At the end of the day, not much levels off like the oil based paints of the past even though that is a standard best practice. Sometimes, a tightly rolled finish gives a better appearance than the brushed acrylics often used today.


----------



## cleaningguy (Aug 14, 2020)

Glad this has been posted


----------



## paintwrapping (Jun 17, 2020)

Painting doors is time consuming and since no two doors are alike, it is hard to recommend a brush. Spraying is a lot easier I fine just so long as you use the right paint and the right method.


----------



## finishesbykevyn (Apr 14, 2010)

paintwrapping said:


> Painting doors is time consuming and since no two doors are alike, it is hard to recommend a brush. Spraying is a lot easier I fine just so long as you use the right paint and the right method.


I would have to disagree that spraying a front door is "easier". It's actually quite time consuming to only spray a front door. In fact, brush and roller would be quicker and less hassle if you include masking, cleanup etc..


----------



## DittonWilson (Jun 16, 2018)

I use a propylene glycol paint extender when I brush and roll doors and trim. I think it really helps to get a smoother finish. I use a a mini roller with a smaller knap, like a 3/8 usually. I am going to experiment with some different rollers and knaps. I had problems with the 3/16 microfiber but I don't remember what it was. maybe it just took too long. 

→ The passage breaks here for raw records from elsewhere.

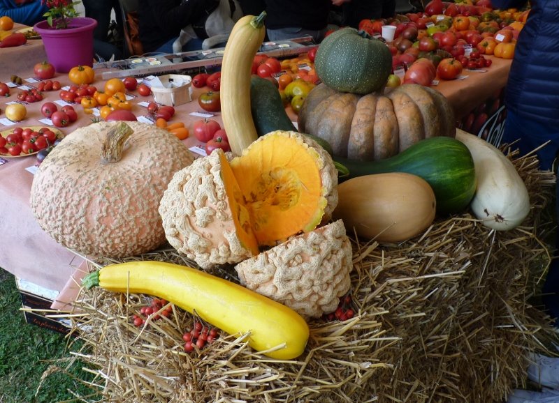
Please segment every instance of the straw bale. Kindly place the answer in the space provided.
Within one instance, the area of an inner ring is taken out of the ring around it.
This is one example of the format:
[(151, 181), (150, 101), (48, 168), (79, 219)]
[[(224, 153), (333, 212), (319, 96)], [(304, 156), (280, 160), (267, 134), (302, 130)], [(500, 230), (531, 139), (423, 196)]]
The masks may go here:
[[(82, 291), (80, 314), (68, 315), (87, 344), (74, 356), (107, 402), (502, 402), (524, 386), (528, 353), (549, 353), (556, 337), (532, 302), (550, 261), (542, 240), (553, 229), (555, 178), (535, 157), (514, 162), (532, 201), (522, 227), (497, 232), (465, 213), (398, 245), (354, 238), (356, 316), (310, 322), (296, 360), (255, 353), (247, 335), (187, 353), (181, 336), (192, 315), (175, 307), (136, 328), (131, 315), (150, 297), (102, 289)], [(195, 264), (170, 249), (141, 259)], [(230, 267), (214, 274), (238, 281)]]

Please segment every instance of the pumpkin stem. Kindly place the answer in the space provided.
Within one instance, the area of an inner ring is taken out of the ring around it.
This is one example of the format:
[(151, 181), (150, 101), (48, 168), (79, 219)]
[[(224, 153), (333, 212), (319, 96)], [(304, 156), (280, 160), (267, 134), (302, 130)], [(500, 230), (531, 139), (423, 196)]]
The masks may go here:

I think they look really good and a lot of times I can just do them in place. The stipple does tend to stand out more on metal doors, but I have still achieved a very uniform and smooth looking surface on metal doors as well . 


this is a link to the product I usually use. - Its M-1 latex paint additive and extender.
https://www.sunnysidecorp.com/product.php?p=a&b=m&n=70332MZ


----------



## DittonWilson (Jun 16, 2018)

https://imgur.com/MOczw1a

the link for the picture didn't go through the first time. This is a door I did this spring. There were 4 doors like this one and 2 double doors with screens. If I recall correctly it was about 12 or 13 hours to double coat them all .


----------